Work of the Parliament

The Parliament consists of the King (represented by the Governor-General) and two Houses (the Senate and the House of Representatives).


In 1901 the Australian Constitution established the Australian Parliament, also known as the federal Parliament or the Commonwealth Parliament.

The Australian Parliament has four main roles:

  • Making and changing federal laws.
  • Representing the people of Australia.
  • Providing a place where government is formed.
  • Keeping a check on the work of the government.


To make or change a law, a bill must be introduced into the Parliament. Bills are then debated and voted on by members of parliament. To become a law a bill must be agreed to by a majority vote in the House of Representatives and the Senate, and be given Royal Assent by the Governor-General. Laws are also known as an Act of Parliament.

Parliamentary committees

Parliamentary committees investigate specific matters of policy or government administration or performance. Committees provide an opportunity for organisations and individuals to participate in policy making and to have their views placed on the public record and considered as part of the decision-making process.

Representing Australians

Members of parliament represent the views and interests of Australians.

There are 151 members of Parliament elected to the House of Representatives. Each member represents 1 of the 151 electorates in Australia. There is approximately the same number of voters in each electorate.

Seventy-six senators are elected to the Senate to represent Australian states and territories. There are 12 senators from each state and 2 senators each from the Australian Capital Territory and the Northern Territory.

Members of Parliament represent their electorates or states/territories by finding out about people's interests and concerns and by speaking about them in Parliament. Members of parliament assist constituents who may be having difficulties with issues such as pensions, migration and taxation.

Members of parliament also represent Australians by considering how bills and decisions of Parliament will affect those in their electorate or state/territory.

Formation of government

The Parliament forms government from the party (or coalition of parties) which achieve a majority in the House of Representatives following a federal election. The senior members of federal and state governments are also known as the Executive or executive government.

Executive government

The Prime Minister is appointed by the Governor-General, who by convention under the Constitution, must appoint the parliamentary leader of the party, or coalition of parties, which has a majority of seats in the House of Representatives. This majority party becomes the government and provides the ministers, all of whom must be members of Parliament.

The Federal Executive Council, referred to in the Constitution, comprises all ministers, with the Governor-General presiding.
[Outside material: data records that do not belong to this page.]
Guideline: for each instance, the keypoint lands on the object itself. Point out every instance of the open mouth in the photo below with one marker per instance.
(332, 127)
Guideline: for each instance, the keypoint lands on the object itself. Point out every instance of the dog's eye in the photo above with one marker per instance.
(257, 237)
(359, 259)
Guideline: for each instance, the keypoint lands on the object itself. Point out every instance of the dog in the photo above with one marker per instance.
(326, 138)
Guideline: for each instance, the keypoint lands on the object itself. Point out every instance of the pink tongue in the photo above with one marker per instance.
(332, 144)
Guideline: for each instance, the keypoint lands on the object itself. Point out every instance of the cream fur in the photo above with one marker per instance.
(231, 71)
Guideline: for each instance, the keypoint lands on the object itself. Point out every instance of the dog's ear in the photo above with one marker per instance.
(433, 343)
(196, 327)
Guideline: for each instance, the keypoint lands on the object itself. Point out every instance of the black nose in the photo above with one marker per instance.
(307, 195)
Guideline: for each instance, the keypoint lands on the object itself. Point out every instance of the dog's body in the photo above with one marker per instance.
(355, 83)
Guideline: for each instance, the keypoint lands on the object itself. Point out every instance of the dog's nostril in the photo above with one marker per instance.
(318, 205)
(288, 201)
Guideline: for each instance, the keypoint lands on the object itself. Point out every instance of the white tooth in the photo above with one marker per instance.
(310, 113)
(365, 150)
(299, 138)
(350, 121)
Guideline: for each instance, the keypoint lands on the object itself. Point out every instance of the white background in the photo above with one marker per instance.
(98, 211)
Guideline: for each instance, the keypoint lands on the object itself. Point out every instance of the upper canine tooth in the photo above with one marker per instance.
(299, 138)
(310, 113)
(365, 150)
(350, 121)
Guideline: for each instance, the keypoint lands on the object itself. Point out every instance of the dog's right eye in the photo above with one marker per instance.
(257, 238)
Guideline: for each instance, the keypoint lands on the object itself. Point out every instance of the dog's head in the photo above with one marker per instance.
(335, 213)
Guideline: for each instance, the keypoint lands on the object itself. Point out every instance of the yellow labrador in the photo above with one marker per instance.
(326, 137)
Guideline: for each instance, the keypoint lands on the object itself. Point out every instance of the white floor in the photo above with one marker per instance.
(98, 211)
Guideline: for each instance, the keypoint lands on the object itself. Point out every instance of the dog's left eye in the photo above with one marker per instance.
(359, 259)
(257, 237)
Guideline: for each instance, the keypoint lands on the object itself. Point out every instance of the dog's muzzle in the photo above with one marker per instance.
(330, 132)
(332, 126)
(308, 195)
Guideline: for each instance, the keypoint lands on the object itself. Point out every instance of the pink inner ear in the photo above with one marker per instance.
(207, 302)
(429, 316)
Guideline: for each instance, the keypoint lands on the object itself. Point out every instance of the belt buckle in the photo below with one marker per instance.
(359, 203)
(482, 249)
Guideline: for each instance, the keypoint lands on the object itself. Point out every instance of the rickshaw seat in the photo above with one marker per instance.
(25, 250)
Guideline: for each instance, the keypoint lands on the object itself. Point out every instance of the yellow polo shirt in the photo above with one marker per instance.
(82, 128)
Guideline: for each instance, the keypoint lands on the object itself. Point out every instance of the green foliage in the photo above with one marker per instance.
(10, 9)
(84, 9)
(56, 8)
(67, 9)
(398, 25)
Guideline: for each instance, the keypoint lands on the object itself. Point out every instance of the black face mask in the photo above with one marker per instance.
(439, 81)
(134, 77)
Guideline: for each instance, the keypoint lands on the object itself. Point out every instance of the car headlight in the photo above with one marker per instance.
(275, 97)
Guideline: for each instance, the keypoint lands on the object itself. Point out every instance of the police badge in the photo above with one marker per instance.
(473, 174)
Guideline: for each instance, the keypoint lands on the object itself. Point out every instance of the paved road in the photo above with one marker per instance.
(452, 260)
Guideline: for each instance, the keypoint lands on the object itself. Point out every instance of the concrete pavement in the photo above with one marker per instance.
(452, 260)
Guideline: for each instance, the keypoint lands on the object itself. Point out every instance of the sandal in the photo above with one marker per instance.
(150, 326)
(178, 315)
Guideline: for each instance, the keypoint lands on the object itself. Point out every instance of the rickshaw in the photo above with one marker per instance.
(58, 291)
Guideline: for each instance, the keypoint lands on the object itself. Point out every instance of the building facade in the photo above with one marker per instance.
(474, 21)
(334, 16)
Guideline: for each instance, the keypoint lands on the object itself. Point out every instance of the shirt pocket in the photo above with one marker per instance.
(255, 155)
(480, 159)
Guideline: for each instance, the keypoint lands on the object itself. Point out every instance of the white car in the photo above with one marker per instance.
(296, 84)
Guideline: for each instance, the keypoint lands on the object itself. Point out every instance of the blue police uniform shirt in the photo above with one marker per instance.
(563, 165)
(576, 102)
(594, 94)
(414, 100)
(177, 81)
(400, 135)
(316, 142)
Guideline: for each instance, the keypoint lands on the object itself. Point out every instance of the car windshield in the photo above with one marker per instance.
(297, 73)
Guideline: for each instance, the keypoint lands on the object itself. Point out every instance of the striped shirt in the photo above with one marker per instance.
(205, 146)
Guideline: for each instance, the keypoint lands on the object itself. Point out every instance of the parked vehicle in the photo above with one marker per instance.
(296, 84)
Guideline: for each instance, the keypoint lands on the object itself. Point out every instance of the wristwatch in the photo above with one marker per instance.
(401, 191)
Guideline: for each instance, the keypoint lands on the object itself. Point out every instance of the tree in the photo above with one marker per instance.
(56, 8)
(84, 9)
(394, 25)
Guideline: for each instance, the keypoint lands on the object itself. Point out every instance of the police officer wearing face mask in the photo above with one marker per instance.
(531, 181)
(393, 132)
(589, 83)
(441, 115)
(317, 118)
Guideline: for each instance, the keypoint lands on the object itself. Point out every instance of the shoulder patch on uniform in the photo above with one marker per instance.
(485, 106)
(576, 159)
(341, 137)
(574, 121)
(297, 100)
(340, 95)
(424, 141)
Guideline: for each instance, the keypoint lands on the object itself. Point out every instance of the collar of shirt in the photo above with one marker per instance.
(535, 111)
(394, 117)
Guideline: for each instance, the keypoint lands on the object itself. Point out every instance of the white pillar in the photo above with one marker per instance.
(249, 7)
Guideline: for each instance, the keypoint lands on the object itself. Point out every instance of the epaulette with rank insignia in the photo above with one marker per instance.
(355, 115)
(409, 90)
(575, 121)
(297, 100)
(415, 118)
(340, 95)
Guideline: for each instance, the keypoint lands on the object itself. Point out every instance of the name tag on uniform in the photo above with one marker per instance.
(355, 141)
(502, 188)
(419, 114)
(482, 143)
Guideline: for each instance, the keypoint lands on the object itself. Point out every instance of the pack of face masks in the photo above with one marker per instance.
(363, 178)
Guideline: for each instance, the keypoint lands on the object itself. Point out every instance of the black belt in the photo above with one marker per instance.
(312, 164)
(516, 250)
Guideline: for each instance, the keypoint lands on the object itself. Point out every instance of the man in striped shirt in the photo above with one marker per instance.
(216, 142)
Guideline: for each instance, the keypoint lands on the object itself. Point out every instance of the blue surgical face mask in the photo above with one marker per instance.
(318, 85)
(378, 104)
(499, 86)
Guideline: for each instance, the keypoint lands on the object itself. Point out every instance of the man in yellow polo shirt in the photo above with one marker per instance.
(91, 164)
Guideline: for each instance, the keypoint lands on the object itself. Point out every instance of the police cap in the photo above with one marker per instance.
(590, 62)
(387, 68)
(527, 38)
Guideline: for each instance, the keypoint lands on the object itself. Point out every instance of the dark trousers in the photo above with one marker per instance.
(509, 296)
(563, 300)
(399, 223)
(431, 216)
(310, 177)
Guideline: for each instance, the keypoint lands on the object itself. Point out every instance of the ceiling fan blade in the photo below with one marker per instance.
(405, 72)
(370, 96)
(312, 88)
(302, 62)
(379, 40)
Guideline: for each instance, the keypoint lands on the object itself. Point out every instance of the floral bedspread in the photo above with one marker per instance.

Its principal functions are to receive ministerial advice and approve the signing of formal documents such as proclamations, regulations, ordinances and statutory appointments.

Australia operates under a Cabinet system of government. The Cabinet, not mentioned in the Constitution, is the key decision-making body of the government and comprises senior Government Ministers. The decisions of Cabinet are given legal effect by their formal ratification by the Federal Executive Council.

Checking the work of the government

The Parliament scrutinises the work of the government in several ways:

  • investigating bills in debates and committees
  • reviewing government decisions
  • participating in Senate estimates hearings to investigate government expenditure
  • questioning the government during question time in both the House of Representatives and the Senate.

The Governor-General

The Governor-General is appointed by the King on the advice of the Prime Minister and performs a large number of functions which are defined by the Constitution. These fall roughly into three categories: constitutional and statutory duties, formal ceremonial duties, and non-ceremonial social duties. On virtually all matters, however, the Governor-General acts on the advice of the Ministry.

The Constitution

A constitution is a set of rules by which a country or state is governed.

The Australian Constitution was created by a British Act called the Commonwealth of Australia Constitution Act 1901. Section 9 of this Act is headed 'Constitution' and contains eight chapters and 128 sections that make up the Australian Constitution.


Federation is the name given to the union of the six self-governing colonies of Australia on 1 January 1901, to form one nation as a union of states under a central authority.

In the 1890s the colonies came together at special meetings called conventions to try to agree about how to form a new federal system of governance. Eventually they agreed on the rules of a federal system of governance that would run matters that concerned the whole country. The people of the colonies voted to accept this new constitution, which was then taken to the British Parliament, and Queen Victoria signed the Commonwealth of Australia Constitution Act 1901.


The essence of a parliamentary democracy is that citizens elect representatives to make laws on their behalf. General elections are held every three years to elect all members to the House of Representatives and just half of all senators to the Senate. The Constitution sets out the essential rules for calling general elections. It is compulsory for Australian citizens 18 years and over to vote.

What is Parliament?

Parliament is the body that makes laws for Australia. It has three distinct parts: the House of Representatives, the Senate and the King (represented in Australia by the Governor-General).